This report explores the U.S. NOAA storm database from 1950 to November 2011 to identify which types of severe weather events are most harmful to population health and which cause the greatest economic damage. The analysis starts from the raw dataset in CSV format and includes preprocessing, transformation, and visualization of the data. Fatalities, injuries, property damage, and crop damage are used as metrics to quantify impacts. Tornadoes are identified as the most harmful to health, while floods and hurricanes are found to have the highest economic consequences. This analysis is intended to inform emergency planners and municipal decision-makers.
library(dplyr)
library(ggplot2)
library(readr)
storm_data <- read.csv("repdata_data_StormData.csv.bz2")
storm_subset <- storm_data %>%
select(EVTYPE, FATALITIES, INJURIES, PROPDMG, PROPDMGEXP, CROPDMG, CROPDMGEXP)
exp_to_num <- function(exp) {
exp <- toupper(trimws(as.character(exp)))
dplyr::case_when(
exp == "H" ~ 1e2,
exp == "K" ~ 1e3,
exp == "M" ~ 1e6,
exp == "B" ~ 1e9,
grepl("^[0-9]$", exp) ~ 10 ^ as.numeric(exp),
TRUE ~ 1
)
}
storm_subset <- storm_subset %>%
mutate(
PROPDMGEXP_NUM = exp_to_num(PROPDMGEXP),
CROPDMGEXP_NUM = exp_to_num(CROPDMGEXP),
TotalPropDamage = PROPDMG * PROPDMGEXP_NUM,
TotalCropDamage = CROPDMG * CROPDMGEXP_NUM,
TotalEconomicDamage = TotalPropDamage + TotalCropDamage
)
## Warning in eval_tidy(pair$rhs, env = default_env): NAs introduced by coercion
## Warning in eval_tidy(pair$rhs, env = default_env): NAs introduced by coercion
health_impact <- storm_subset %>%
group_by(EVTYPE) %>%
summarize(
Fatalities = sum(FATALITIES, na.rm = TRUE),
Injuries = sum(INJURIES, na.rm = TRUE),
TotalHealthImpact = Fatalities + Injuries
) %>%
arrange(desc(TotalHealthImpact)) %>%
slice_head(n = 10)
## `summarise()` ungrouping output (override with `.groups` argument)
ggplot(health_impact, aes(x = reorder(EVTYPE, TotalHealthImpact), y = TotalHealthImpact)) +
geom_bar(stat = "identity", fill = "firebrick") +
coord_flip() +
labs(
title = "Top 10 Event Types Most Harmful to Population Health",
x = "Event Type",
y = "Total Fatalities + Injuries"
)
economic_impact <- storm_subset %>%
group_by(EVTYPE) %>%
summarize(TotalDamage = sum(TotalEconomicDamage, na.rm = TRUE)) %>%
arrange(desc(TotalDamage)) %>%
slice_head(n = 10)
## `summarise()` ungrouping output (override with `.groups` argument)

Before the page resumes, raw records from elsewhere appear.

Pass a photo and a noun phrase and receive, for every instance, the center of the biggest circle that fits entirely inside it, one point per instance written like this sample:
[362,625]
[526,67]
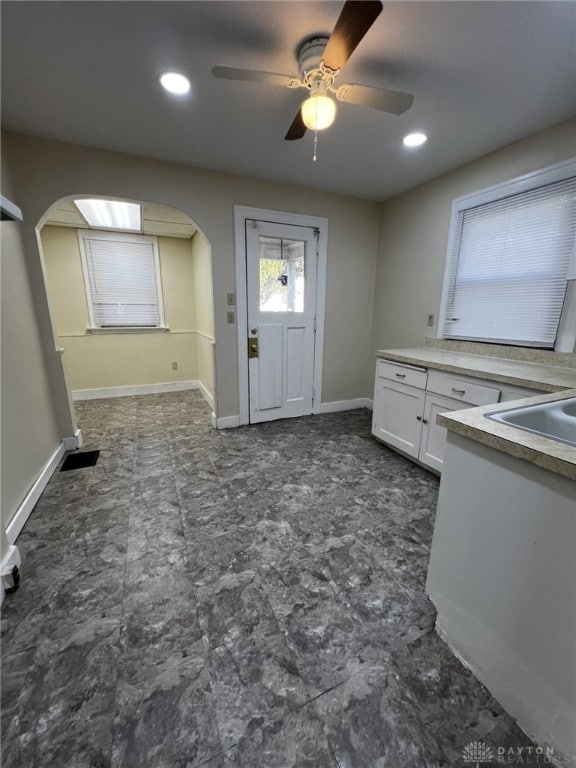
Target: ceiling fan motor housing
[309,58]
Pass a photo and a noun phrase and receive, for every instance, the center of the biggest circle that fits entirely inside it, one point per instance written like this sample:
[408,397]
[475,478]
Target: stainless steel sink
[555,420]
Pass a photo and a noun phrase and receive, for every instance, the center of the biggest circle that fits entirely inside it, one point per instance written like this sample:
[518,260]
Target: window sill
[128,329]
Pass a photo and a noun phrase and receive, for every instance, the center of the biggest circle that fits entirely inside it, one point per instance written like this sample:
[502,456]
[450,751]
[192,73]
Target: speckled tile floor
[251,598]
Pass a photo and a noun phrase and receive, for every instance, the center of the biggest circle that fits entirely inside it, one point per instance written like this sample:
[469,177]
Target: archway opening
[131,304]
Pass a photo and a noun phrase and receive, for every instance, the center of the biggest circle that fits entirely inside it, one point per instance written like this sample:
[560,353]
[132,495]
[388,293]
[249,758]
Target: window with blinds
[509,262]
[122,278]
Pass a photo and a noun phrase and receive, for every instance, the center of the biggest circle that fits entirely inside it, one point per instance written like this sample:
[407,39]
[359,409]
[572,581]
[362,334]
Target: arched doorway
[131,304]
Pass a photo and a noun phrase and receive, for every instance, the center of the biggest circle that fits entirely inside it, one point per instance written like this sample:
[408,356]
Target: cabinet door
[434,436]
[397,418]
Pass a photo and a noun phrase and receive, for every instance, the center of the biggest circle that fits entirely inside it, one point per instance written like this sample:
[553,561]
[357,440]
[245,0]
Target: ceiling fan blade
[297,129]
[356,18]
[255,76]
[395,102]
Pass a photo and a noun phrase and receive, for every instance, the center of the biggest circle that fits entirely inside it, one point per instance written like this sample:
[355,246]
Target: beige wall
[414,234]
[30,432]
[204,311]
[121,359]
[46,171]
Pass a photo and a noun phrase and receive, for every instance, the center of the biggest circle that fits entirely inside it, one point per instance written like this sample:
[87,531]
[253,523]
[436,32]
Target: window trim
[566,334]
[97,234]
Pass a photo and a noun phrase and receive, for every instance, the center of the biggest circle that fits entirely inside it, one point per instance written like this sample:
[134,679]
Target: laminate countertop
[557,382]
[545,378]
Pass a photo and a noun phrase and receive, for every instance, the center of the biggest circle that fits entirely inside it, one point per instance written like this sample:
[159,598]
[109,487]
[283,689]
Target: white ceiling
[483,75]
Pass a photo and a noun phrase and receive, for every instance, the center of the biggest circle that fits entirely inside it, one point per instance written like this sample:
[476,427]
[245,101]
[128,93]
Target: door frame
[241,214]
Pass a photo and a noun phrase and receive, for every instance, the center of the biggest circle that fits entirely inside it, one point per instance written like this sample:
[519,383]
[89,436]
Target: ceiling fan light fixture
[414,139]
[175,83]
[318,112]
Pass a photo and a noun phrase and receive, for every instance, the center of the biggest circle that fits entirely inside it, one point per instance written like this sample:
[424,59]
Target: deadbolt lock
[252,348]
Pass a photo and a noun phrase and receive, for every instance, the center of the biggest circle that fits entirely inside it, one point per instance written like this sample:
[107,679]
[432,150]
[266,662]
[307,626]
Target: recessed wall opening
[131,306]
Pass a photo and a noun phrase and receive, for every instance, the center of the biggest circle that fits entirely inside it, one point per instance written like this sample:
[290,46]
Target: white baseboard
[73,443]
[345,405]
[23,512]
[530,700]
[138,389]
[206,395]
[225,422]
[10,559]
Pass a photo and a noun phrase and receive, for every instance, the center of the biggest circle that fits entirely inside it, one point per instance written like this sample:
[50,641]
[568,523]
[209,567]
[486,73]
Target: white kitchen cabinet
[433,437]
[397,415]
[407,400]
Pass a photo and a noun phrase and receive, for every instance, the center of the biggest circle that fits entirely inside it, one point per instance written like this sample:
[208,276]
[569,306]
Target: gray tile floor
[251,598]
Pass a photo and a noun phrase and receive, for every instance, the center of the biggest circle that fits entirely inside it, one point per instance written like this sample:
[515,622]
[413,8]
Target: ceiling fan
[319,62]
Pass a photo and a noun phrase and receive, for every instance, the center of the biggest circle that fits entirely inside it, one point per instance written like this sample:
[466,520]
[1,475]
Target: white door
[281,275]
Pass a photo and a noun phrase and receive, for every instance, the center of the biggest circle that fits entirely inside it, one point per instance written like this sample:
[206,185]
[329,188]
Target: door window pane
[281,275]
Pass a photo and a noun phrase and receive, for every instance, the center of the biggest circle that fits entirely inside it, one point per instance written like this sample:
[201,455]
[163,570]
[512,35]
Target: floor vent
[80,460]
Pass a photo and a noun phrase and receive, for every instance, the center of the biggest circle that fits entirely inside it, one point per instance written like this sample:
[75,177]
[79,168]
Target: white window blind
[122,280]
[508,267]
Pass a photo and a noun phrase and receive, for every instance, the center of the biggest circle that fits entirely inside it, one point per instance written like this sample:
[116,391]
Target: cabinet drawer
[405,374]
[471,394]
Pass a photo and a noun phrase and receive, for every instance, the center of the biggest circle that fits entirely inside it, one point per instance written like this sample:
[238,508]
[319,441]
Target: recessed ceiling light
[175,83]
[414,139]
[111,214]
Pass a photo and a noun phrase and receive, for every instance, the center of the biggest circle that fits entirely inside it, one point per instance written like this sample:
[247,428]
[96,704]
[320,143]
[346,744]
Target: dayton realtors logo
[477,752]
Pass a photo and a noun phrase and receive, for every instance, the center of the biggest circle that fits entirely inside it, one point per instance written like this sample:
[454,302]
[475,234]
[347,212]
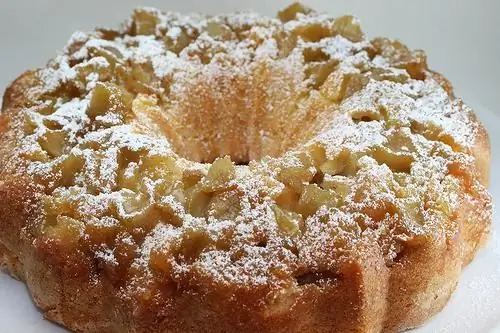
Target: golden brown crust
[346,274]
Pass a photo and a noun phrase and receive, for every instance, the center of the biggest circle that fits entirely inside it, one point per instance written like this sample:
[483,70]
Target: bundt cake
[239,173]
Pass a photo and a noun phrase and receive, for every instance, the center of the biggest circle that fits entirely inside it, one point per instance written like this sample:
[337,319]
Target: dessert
[239,173]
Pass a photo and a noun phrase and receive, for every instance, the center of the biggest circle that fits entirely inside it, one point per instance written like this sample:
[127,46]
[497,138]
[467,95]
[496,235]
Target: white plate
[474,308]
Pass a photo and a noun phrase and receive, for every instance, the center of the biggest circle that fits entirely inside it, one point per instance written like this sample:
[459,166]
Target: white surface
[461,38]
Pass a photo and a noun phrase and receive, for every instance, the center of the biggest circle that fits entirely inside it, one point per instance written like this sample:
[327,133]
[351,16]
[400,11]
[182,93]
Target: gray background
[461,37]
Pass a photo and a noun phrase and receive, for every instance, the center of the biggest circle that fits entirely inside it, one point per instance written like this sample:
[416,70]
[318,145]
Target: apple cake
[239,173]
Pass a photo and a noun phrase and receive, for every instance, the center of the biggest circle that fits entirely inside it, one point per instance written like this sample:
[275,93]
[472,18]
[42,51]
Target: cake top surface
[240,149]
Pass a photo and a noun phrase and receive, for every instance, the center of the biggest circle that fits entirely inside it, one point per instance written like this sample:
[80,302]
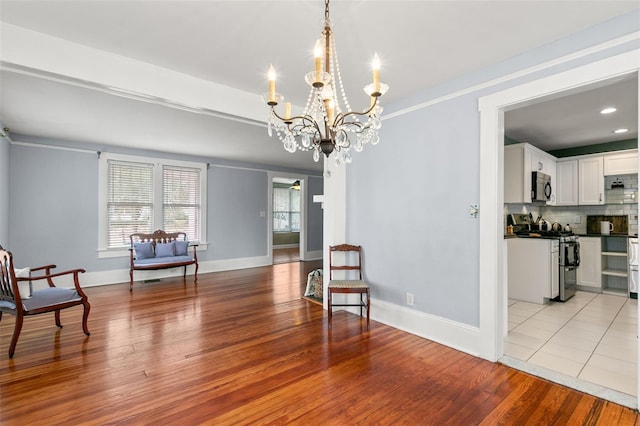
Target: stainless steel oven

ggplot(economic_impact, aes(x = reorder(EVTYPE, TotalDamage), y = TotalDamage / 1e9)) +
geom_bar(stat = "identity", fill = "steelblue") +
coord_flip() +
labs(
title = "Top 10 Event Types by Economic Damage",
x = "Event Type",
y = "Total Damage (in Billions USD)"
)
This analysis shows that tornadoes have caused the most human harm, while floods and hurricanes account for the largest economic losses. This information can guide resource allocation for disaster preparedness and response.